池端拓海さん(以下、池端):夏になると海やプールなどの水辺に、赤と黄色のユニフォームを着て監視している人がいますよね。それがみなさんのイメージするライフセーバーだと思いますが、実はライフセービングにはスポーツ競技の側面もあります。水辺での救助力を向上させるためにつくられたスポーツで、基本的にどの種目も人命救助に直結するような内容になっています。
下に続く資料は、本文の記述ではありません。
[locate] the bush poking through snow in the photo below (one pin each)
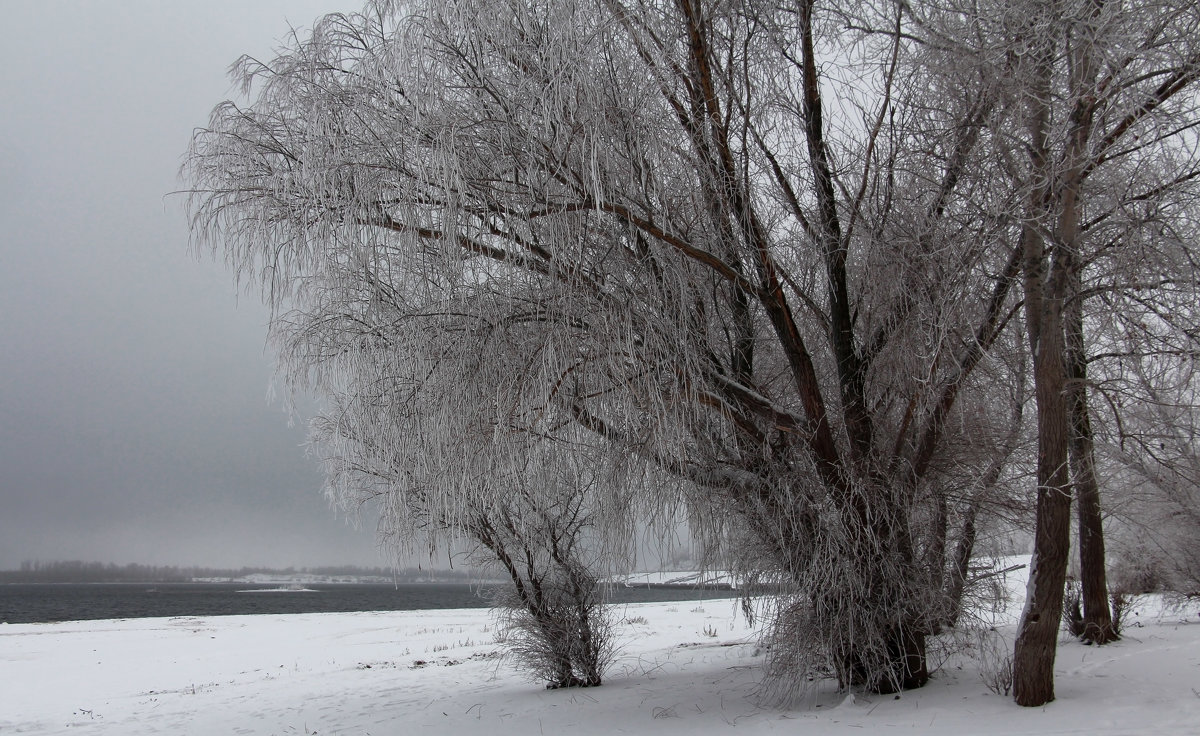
(995, 662)
(557, 628)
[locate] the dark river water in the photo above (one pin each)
(22, 603)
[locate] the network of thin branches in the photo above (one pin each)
(761, 261)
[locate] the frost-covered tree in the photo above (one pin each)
(1097, 111)
(748, 257)
(732, 239)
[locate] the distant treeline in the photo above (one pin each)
(97, 572)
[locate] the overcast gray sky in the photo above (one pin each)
(133, 381)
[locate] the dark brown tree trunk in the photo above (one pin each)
(1033, 654)
(1097, 624)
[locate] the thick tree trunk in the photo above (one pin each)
(1037, 638)
(1097, 615)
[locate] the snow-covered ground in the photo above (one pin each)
(683, 669)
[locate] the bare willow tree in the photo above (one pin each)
(743, 255)
(735, 285)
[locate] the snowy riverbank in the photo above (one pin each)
(683, 668)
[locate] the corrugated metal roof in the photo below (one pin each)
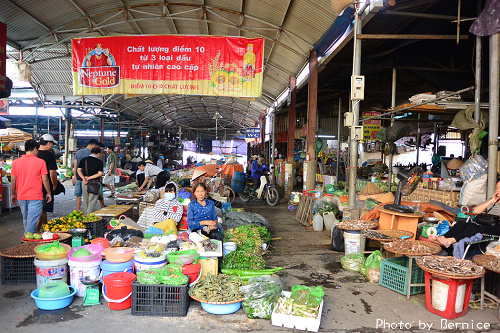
(286, 25)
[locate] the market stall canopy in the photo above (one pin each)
(211, 169)
(13, 135)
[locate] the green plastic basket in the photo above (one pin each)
(394, 275)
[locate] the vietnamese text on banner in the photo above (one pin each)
(168, 64)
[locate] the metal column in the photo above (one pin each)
(67, 128)
(292, 115)
(338, 144)
(494, 104)
(477, 99)
(353, 146)
(312, 111)
(393, 105)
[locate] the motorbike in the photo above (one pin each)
(267, 191)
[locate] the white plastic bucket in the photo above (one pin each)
(51, 271)
(229, 247)
(354, 242)
(78, 270)
(139, 266)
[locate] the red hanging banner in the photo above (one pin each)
(168, 64)
(3, 57)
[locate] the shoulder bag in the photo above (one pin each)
(93, 185)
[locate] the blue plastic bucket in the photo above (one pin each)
(238, 182)
(111, 267)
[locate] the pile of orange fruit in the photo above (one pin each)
(71, 221)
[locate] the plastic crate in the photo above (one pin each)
(394, 275)
(97, 228)
(18, 270)
(159, 300)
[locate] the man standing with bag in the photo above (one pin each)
(90, 170)
(27, 175)
(45, 153)
(109, 178)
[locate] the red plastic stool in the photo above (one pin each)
(453, 284)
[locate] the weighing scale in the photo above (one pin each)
(91, 290)
(78, 237)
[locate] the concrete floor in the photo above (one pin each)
(350, 303)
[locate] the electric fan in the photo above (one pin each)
(408, 182)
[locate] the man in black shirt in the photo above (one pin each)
(90, 167)
(45, 152)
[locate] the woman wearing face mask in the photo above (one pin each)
(169, 208)
(201, 214)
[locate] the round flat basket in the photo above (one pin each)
(412, 248)
(24, 250)
(218, 303)
(451, 267)
(393, 234)
(99, 220)
(356, 225)
(491, 263)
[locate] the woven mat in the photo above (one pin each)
(24, 250)
(491, 263)
(356, 225)
(219, 303)
(448, 274)
(394, 234)
(403, 247)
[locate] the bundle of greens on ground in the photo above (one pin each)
(248, 237)
(261, 295)
(170, 275)
(217, 288)
(303, 302)
(243, 260)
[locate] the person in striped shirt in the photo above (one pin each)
(151, 170)
(168, 208)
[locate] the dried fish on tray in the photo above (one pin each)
(372, 234)
(217, 289)
(356, 225)
(387, 235)
(412, 248)
(450, 267)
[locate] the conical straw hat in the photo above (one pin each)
(370, 189)
(454, 164)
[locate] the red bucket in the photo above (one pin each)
(117, 290)
(192, 271)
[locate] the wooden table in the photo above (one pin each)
(399, 221)
(480, 260)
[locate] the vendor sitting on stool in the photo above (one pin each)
(201, 214)
(169, 209)
(461, 230)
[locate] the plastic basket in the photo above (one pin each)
(18, 270)
(56, 256)
(97, 228)
(394, 275)
(159, 300)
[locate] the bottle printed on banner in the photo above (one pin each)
(249, 64)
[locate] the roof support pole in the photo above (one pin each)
(338, 143)
(292, 116)
(353, 146)
(477, 99)
(494, 105)
(67, 128)
(393, 105)
(102, 129)
(312, 111)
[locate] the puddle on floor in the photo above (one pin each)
(51, 317)
(368, 307)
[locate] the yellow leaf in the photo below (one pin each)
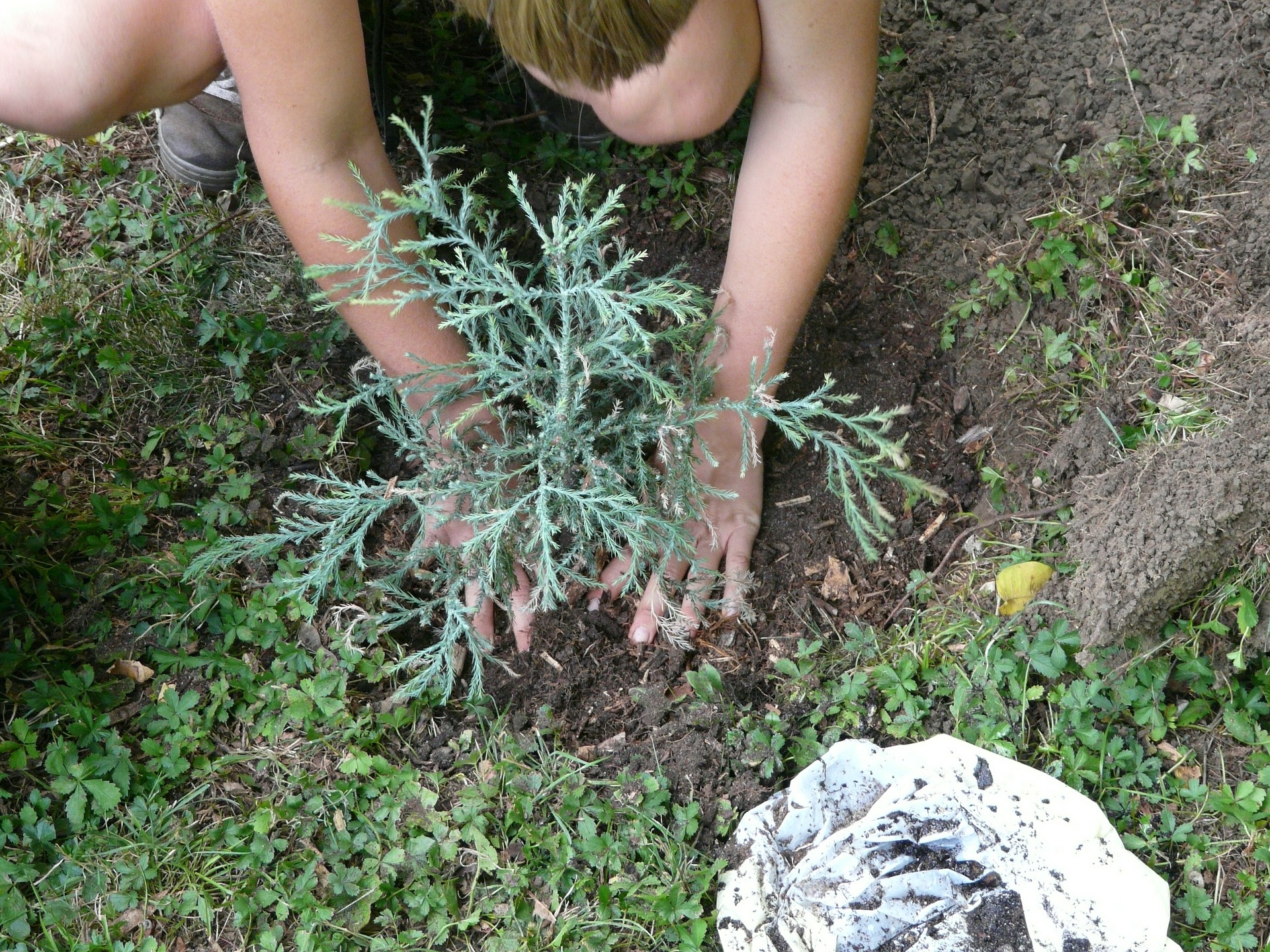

具体的には海をベースにした競技と、プールをベースにした競技に大別できます。私が主に取り組んでいるのは、泳ぎの競技であるサーフレース、パドルボードに乗って競うボードレース、サーフスキーというカヤックのような舟を漕ぐサーフスキーレースの3つで、これらをトライアスロンのように連続して各1周ずつ行います。これらが個々の競技として行われることもありますし、これら以外にもさまざまな競技や種目があります。シーズンを通して全国大会があり、海の競技は夏季、プールの競技は冬季に開催されています。私は普段は会社員としてフルタイムで働いているので、主に休日にライフセービングの活動をしています。
―小さい頃から水泳をされていたそうですが、ライフセービングを始めたきっかけは何だったのでしょうか。
池端:18歳までは水泳をやっていて、高校を卒業するときに大学でも続けようか迷っていました。というのも、水泳の練習をあまり楽しめなかったんですね。そんなときに当時、進学する大学でライフセービングクラブの主将をやっていた昔から仲の良い先輩に話を聞いたんです。私の父の故郷は鹿児島で、小さい頃から海に行くのが好きだったこともあり、興味を持ちました。それでライフセービングのサークルに入ったのですが、最初は単純に楽しむのが目的で、まさか日本代表を目指すなんて思ってもいませんでした。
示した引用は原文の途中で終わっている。